On the other hand, recycling methodologies develop innovative and efficient recycling processes that can recover valuable materials from wasted EV batteries whereas minimizing environmental impacts. Explore advanced separation and purification techniques to enhance the recovery rates of critical materials such as lithium, cobalt, and nickel from spent EV batteries. Investigate the scalability and commercial viability of emerging recycling technologies, such as hydrometallurgical, pyrometallurgical, electrochemical, and bio-hydrometallurgical methods. Moreover, assess the environmental footprint of different recycling methodologies, considering factors such as energy consumption, greenhouse gas emissions, and waste generation. Besides, explore synergies between EV battery recycling and other industries to develop integrated waste valorization strategies and resource recovery networks. Investigate the potential for decentralized or localized recycling facilities to reduce transportation costs and environmental burdens associated with battery waste management.

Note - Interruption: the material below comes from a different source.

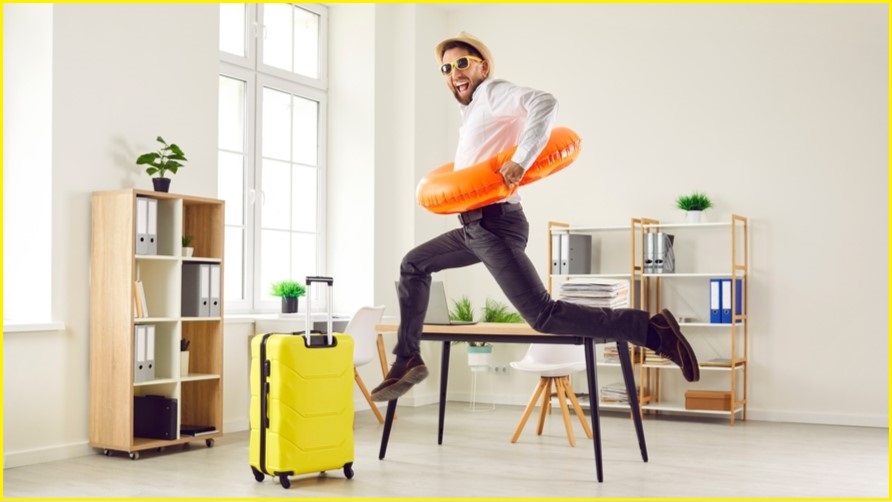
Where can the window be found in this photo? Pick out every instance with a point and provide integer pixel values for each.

In the future, the cross-cutting themes can foster interdisciplinary collaborations between researchers, industry stakeholders, policymakers, and environmental organizations to address the complex challenges of second-life usage and EV battery recycling. Emphasize the importance of public awareness, education, and engagement initiatives to promote responsible consumer behavior, encourage battery reuse, and improve recycling rates. Prioritize research efforts that prioritize environmental sustainability, social equity, and economic viability throughout the entire EV battery lifecycle. Finally, foster international cooperation and knowledge sharing to accelerate technology development, standardization, and best practices in the field of EV battery reuse and recycling. By focusing on these research directions, scholars and practitioners can contribute to the advancement of sustainable solutions for managing wasted EV batteries and promoting the transition towards a circular economy in the electric mobility sector.

Conclusion

In conclusion, a study analyzed 4810 relevant articles from SCI and SSCI Scopus databases by using VOSviewer, ArcGIS, Pajek, and Netdraw software. The scientometric analysis shows the growing interest of using the Li-ion batteries with development of EV industry as a resulting massive generating of batteries which need to manage through second life use and recycling methodologies. Subsequent exploring in second life applications and recycling methodologies in China, Germany, and the USA lead in research output, while institutions like Tsinghua University and Fraunhofer ISI are prominent in this field. In second life, stationary (solar, wind, and tidal energy storage, solar, wind, and tidal energy, long-distance houses and cabins, emergency lighting, e-bikes and rickshaw as well as trains which run for picnicking) is the way of using. By analyzing the co-occurrence, keywords and S-curve analysis, treatment methods (hydrometallurgy and pyrometallurgical, electrochemical, biometallurgical) were the hot research topics. Moreover, to classify the research potential from both academic research and practical application perspectives, both repurposing and recycling of Li-ion batteries offer significant economic and environmental advantages by maximizing resource utilization, reducing waste generation, and minimizing environmental impacts throughout the battery lifecycle.

Besides, the study analysis suggests that the first alternative for beneficial economic and environmental impacts is repurposing lithium-ion batteries for second-life applications. The second alternative involves recycling lithium-ion batteries to extract valuable materials. Lastly, the third alternative focuses on improving the design and manufacturing processes of lithium-ion batteries to enhance their recyclability and environmental sustainability. Finally, these findings are beneficial for academic researchers, industry professionals, government decision-makers, and anybody else concerned in this research area.